8 de fevereiro de 2007


(arrepio pela espinha acima. nervoso miudinho. e verde...)

green

um ano de "verdinhas" que faz hoje.
e as biqueiras já estão bem mais gastas, a sola bem menos nítida.
têm já muitas histórias para contar. a começar pela que as trouxe até mim, há um ano atrás.
porque é a cor da esperança. e a cor de mais um dia. hora por hora. o relógio marcas as 24 e daqui a nada recomeça a contagem.
daqui a nada recomeça a coragem.
o caminho está sempre adiante. e as "verdinhas" prontas para ele.
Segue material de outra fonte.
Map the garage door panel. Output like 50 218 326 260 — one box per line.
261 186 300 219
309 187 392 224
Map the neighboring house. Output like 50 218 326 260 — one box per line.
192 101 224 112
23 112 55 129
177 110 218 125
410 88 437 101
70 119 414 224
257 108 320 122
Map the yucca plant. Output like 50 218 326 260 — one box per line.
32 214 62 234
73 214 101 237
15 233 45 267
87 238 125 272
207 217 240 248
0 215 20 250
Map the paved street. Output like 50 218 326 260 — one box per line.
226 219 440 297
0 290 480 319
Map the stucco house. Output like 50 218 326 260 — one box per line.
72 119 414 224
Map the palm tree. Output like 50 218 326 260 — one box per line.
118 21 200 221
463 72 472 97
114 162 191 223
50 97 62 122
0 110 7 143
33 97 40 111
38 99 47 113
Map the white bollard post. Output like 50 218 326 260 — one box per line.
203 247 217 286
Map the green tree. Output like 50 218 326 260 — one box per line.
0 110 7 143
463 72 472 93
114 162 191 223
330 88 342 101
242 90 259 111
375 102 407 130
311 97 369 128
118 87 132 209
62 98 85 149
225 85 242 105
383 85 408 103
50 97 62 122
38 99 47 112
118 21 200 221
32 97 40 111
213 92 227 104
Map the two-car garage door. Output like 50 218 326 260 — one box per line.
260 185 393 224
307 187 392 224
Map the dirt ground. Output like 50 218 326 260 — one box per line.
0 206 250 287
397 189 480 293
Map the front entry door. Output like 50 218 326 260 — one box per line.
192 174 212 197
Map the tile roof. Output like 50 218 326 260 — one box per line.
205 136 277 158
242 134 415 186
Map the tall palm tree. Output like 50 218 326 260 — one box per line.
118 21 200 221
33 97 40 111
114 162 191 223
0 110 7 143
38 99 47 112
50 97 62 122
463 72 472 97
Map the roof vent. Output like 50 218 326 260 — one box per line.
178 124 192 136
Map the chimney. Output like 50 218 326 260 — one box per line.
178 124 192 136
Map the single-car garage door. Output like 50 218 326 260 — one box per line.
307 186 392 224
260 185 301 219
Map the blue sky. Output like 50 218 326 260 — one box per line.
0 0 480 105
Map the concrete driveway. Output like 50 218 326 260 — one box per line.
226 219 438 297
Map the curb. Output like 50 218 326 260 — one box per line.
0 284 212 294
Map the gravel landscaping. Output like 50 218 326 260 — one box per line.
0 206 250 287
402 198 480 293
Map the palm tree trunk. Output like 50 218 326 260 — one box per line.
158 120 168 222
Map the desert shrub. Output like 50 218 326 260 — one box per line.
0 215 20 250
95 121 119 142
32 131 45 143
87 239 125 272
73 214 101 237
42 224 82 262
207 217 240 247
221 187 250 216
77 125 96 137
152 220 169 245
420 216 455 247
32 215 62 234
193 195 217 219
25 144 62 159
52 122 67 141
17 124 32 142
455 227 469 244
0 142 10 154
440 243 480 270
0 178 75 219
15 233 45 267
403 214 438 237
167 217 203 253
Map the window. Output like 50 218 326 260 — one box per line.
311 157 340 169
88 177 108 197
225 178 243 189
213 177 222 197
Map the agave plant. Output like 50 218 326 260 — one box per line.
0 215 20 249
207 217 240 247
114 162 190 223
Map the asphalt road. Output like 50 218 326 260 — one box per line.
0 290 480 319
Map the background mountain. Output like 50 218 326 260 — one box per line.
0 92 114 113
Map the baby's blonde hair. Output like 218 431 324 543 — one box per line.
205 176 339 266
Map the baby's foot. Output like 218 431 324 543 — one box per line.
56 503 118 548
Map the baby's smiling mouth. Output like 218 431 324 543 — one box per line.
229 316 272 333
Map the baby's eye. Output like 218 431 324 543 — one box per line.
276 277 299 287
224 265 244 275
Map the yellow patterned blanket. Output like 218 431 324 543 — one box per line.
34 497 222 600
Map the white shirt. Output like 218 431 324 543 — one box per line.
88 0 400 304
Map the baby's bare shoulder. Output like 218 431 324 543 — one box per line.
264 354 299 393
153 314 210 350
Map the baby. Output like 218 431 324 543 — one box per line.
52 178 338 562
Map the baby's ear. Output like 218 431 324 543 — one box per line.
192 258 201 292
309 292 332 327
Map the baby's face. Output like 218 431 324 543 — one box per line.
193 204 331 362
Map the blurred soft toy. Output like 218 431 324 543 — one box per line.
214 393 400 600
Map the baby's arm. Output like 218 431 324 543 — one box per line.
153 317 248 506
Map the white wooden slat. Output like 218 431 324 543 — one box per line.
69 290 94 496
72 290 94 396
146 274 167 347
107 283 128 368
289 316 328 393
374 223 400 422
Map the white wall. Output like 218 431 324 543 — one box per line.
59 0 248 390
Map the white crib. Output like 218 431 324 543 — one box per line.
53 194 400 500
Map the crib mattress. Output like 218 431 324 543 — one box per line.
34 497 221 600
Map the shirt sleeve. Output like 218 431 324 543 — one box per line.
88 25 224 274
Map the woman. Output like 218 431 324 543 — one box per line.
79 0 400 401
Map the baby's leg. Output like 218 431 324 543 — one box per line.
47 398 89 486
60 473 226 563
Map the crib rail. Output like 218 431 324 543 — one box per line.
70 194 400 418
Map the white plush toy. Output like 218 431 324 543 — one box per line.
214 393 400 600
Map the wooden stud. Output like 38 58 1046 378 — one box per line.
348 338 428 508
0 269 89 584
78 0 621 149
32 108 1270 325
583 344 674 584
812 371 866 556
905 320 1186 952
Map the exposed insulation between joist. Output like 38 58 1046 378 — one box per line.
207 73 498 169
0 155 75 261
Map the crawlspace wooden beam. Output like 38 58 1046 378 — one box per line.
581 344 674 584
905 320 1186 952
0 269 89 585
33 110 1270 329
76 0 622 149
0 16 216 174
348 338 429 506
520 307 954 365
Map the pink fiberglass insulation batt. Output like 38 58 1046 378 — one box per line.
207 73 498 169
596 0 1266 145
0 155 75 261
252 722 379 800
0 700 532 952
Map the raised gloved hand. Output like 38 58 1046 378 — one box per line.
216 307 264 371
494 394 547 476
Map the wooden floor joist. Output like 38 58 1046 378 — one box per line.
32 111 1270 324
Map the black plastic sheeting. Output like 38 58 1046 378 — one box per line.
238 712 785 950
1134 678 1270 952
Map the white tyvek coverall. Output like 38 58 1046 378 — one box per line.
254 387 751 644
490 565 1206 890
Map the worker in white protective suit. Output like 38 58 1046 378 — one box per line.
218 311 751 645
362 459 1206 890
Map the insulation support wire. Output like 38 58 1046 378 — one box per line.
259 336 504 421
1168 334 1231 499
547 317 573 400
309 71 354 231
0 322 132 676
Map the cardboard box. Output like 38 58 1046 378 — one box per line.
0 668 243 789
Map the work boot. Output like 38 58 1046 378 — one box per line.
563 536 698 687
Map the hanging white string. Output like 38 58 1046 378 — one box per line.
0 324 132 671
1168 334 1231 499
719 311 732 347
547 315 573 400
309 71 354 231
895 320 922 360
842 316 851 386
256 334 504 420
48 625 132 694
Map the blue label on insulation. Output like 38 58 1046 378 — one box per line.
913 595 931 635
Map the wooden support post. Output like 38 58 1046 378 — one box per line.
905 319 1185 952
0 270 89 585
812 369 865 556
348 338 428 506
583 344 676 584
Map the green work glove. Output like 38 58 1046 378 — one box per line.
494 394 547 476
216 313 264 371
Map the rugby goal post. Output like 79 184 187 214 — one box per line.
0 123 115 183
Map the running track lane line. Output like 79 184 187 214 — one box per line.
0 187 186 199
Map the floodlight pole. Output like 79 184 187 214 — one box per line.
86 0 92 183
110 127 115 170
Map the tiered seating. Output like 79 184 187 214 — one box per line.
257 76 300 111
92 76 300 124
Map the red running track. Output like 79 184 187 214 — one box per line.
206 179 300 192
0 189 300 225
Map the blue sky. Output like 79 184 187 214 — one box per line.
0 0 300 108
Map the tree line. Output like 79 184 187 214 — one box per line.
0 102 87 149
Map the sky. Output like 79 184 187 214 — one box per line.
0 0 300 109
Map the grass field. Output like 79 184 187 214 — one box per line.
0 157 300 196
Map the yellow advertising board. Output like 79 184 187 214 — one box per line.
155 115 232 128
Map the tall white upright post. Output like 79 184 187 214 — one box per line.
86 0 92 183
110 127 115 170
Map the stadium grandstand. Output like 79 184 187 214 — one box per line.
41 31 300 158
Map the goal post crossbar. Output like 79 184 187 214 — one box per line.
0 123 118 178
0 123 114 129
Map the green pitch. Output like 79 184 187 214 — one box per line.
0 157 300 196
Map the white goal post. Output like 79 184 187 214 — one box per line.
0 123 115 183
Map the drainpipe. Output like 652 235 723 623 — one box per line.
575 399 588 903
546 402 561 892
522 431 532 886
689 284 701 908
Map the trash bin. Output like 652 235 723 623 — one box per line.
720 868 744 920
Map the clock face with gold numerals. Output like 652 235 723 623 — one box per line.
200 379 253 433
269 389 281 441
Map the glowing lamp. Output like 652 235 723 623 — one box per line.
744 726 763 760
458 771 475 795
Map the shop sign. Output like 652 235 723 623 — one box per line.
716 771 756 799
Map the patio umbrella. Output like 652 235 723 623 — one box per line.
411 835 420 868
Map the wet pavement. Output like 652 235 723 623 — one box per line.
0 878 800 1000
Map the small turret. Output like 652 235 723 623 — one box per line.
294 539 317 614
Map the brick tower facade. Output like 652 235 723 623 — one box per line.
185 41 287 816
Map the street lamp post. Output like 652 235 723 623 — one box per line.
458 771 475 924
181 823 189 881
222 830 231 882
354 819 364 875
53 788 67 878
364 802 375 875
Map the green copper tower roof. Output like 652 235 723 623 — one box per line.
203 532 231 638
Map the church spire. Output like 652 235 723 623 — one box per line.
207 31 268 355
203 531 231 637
(sabemos tão bem sobre o que isto é...parabéns.)

6 de fevereiro de 2007

coincidências

sempre ouvi dizer que yin e yang se completam...

a punch in the stomach

completamente vergada. sem reacção com esta música.

acho que nunca a tinha realmente ouvido.



accidental babies

i held you like a lover
happy hands
and your elbow in the appropriate place
and we ignored our others' happy plans
for that delicate look upon your face
our bodies moved and hardened
hurting parts of your garden
with no room for a pardon
in a place where no one knows what we have done

do you come
together ever with him?
is he dark enough
enough to see your light?
do you brush your teeth before you kiss?
do you miss my smell?
is he bold enough to take you on?
do you feel like you belong?
does he drive you wild?
or just mildly free?
what about me?

you held me like a lover
sweaty hands
and my foot in the appropriate place
we used cushions to cover happy glands
and the mild issue of our disgrace
our minds pressed and guarded
while our flesh disregarded
the lack of space for the light-hearted
in the boom that beats our drum

and i know i make you cry
i know sometimes you wanna die
but do you really feel alive without me?
if so be free
if not leave him for me
before one of us has
accidental babies
for we are ...

damien rice, 9 crimes

5 de fevereiro de 2007

1 de fevereiro de 2007

no ar




ainda agora me cheirou a ti.

há coisas que não guardei de ti. como encontrar o teu cheiro no que é meu. mas ainda agora me cheirou a ti. não a mel, não a esse sabor. mas ao teu cheiro, ao da tua pele.

a surpresa que foi ter-te reconhecido no ar. mesmo sabendo que não estavas por perto.